The usual caveats about the reliability of opinion polling notwithstanding, Pew’s findings suggest COVID-19 may have dealt something of a blow to the market dogmas which have dominated global politics since the 1980s — potentially creating opportunities for the Left in the post-pandemic era. In many ways, in fact, it may be useful to think of COVID-19 as merely one stage in a wider crisis of capitalism that began in late 2008. The pandemic, after all, didn’t fall from the sky to push a basically functioning global order into crisis: it ultimately exacerbated existing inequalities and brought the deep unfairness of the current social order into sharper relief. It also exposed, yet again, the inadequacy of the market in the face of disaster — even right-leaning governments have had to intervene and spend to prevent total breakdown. For this reason and others, the Left can and should seize the narrative in the months and years ahead to push a transformative redistributive agenda.

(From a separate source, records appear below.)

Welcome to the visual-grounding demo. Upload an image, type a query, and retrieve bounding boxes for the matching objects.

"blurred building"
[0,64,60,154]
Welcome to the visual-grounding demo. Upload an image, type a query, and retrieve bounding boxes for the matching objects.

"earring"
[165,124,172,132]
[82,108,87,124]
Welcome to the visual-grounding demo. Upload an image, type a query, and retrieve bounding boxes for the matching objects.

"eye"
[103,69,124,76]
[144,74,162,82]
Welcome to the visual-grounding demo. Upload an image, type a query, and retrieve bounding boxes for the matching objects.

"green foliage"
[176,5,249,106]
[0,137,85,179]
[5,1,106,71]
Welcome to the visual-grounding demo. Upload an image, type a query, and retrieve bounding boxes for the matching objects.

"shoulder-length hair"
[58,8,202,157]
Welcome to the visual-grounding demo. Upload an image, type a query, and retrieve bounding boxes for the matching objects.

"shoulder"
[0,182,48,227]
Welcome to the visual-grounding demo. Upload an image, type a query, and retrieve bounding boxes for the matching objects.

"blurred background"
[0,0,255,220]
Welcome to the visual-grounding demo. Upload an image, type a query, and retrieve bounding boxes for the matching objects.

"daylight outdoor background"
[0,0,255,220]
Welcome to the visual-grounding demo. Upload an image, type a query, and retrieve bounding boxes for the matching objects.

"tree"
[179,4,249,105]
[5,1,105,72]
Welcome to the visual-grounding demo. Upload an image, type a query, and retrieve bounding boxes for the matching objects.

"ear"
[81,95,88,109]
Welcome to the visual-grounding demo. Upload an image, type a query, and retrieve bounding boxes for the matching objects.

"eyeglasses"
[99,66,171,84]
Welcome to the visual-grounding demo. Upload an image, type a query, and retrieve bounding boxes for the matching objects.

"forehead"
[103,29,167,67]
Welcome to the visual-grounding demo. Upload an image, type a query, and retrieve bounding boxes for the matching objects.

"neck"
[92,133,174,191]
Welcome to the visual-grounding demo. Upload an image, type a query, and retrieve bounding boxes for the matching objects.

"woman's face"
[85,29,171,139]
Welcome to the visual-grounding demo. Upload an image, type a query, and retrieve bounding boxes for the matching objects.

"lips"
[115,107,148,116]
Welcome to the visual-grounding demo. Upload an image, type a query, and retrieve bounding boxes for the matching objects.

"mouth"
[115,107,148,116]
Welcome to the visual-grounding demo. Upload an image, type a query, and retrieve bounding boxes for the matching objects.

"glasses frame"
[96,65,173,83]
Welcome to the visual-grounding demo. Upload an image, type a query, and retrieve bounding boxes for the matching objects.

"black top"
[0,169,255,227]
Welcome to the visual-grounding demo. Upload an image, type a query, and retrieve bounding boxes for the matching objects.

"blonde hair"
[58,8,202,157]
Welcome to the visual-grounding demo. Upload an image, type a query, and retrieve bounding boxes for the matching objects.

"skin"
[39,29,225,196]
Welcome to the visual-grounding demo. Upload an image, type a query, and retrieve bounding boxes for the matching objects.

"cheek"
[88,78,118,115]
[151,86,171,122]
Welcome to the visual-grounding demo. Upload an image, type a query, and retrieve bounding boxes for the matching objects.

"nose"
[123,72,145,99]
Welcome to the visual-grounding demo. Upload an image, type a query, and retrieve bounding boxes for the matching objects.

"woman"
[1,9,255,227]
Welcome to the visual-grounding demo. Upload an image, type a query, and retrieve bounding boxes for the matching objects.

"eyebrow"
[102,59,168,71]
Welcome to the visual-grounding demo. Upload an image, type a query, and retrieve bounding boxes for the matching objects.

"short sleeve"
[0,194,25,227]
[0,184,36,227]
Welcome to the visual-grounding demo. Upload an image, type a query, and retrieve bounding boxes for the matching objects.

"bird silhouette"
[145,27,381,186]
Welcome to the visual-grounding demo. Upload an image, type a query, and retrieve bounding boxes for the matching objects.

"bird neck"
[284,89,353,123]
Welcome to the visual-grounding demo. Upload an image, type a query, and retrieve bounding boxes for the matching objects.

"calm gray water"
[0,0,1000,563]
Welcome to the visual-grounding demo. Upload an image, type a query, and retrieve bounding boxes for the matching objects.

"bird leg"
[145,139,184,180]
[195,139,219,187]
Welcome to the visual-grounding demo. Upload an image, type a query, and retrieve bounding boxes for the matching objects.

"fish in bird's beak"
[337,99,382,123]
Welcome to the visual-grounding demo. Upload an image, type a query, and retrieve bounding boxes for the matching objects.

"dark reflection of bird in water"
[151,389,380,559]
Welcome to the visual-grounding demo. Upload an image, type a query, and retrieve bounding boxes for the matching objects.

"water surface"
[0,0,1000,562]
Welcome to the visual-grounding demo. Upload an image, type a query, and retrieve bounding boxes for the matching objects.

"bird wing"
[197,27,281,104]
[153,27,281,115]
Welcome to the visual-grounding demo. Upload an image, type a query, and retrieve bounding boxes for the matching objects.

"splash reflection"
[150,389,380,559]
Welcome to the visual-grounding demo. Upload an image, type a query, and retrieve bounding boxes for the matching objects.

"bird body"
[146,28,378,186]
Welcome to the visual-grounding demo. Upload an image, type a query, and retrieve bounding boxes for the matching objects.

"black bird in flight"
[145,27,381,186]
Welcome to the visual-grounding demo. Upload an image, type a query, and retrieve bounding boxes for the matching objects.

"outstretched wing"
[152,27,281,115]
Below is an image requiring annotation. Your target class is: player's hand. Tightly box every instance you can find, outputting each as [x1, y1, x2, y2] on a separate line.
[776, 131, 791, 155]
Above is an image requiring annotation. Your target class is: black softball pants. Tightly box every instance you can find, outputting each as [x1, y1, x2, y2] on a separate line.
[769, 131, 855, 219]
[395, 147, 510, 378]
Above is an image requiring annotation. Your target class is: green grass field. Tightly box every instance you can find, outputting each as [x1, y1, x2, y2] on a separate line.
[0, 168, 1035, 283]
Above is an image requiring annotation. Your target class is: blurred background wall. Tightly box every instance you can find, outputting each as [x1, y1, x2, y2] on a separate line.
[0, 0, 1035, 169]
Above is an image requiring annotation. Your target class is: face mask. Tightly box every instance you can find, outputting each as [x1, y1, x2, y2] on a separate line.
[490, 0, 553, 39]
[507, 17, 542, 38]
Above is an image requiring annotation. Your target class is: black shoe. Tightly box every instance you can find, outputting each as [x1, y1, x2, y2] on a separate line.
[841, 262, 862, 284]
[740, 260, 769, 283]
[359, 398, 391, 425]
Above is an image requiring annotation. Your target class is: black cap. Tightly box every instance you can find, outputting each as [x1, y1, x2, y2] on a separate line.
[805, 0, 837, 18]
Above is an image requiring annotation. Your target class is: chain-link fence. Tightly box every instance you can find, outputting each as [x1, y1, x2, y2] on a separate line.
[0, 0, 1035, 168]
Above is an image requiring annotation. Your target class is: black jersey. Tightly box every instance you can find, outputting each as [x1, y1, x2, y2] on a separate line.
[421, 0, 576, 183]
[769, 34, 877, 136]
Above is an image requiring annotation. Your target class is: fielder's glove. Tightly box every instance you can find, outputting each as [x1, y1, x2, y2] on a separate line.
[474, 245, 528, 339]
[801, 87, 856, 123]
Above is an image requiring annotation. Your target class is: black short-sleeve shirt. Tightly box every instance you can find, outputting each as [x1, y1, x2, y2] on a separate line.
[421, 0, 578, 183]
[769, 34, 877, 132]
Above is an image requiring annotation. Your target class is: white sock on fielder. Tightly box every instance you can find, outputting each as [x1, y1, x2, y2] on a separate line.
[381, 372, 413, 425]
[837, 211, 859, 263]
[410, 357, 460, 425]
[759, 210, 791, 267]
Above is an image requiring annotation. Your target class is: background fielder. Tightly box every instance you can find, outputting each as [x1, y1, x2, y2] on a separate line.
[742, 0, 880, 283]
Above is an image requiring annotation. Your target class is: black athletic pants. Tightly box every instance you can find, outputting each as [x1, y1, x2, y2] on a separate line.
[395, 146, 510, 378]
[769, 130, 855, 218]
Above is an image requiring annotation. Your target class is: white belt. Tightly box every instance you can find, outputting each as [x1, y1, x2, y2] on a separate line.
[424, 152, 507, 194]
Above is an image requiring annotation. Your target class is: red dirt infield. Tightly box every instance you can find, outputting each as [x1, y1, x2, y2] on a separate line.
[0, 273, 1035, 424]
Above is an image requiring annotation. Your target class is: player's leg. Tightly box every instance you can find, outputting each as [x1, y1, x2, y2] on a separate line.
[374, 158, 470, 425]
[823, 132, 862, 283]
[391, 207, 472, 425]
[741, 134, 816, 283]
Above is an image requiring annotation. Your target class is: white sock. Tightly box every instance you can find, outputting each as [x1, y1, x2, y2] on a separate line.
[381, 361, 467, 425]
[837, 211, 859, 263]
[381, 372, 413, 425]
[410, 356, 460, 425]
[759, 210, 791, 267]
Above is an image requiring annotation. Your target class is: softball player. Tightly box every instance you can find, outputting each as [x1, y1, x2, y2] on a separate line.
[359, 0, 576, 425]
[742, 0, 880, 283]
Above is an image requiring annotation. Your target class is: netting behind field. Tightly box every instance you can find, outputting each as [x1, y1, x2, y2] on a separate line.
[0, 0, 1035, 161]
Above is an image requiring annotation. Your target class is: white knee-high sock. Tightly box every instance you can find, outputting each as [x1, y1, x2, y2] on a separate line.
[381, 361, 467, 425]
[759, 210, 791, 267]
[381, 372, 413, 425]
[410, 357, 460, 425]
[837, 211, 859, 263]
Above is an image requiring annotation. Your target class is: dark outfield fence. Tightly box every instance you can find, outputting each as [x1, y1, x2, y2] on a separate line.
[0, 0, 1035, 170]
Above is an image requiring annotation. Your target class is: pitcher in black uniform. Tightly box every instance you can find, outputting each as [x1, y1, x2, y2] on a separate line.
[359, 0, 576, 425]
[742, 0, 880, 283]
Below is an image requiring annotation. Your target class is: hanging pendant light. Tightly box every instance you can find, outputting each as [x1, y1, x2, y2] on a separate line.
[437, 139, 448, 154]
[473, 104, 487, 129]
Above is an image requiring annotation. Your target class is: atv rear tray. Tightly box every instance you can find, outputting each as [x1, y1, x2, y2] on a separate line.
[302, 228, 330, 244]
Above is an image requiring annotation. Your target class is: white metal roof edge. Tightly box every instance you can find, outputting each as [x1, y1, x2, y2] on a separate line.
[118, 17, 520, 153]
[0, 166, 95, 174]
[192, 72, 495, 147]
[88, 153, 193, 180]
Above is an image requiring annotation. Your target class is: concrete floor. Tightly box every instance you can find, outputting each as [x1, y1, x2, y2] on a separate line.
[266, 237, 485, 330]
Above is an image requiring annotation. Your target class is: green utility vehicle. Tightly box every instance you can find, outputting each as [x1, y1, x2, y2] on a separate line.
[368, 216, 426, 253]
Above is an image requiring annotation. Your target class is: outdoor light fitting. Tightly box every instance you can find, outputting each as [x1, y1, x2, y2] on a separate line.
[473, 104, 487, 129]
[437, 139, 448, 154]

An inadequate left response will doubtless mean a new wave of austerity as neoliberal governments default to the rhetoric of belt-tightening or, still worse, a resurgent populist right. The failure of the Trump administration to offer a more dynamic response to the virus or use it as a pretext for realignment should not be taken as illustrative in the post-pandemic era. A more innovative right-wing politics might have seized the moment to dispense with anti-statist orthodoxies and fuse a traditional conservative agenda with exclusionary forms of redistribution — a project that could yet find new legs if governments opt to respond to national deficits with another round of cuts.
After 2008–9, disaster capitalism reigned. After COVID-19, the Left must do its utmost to ensure it doesn’t return.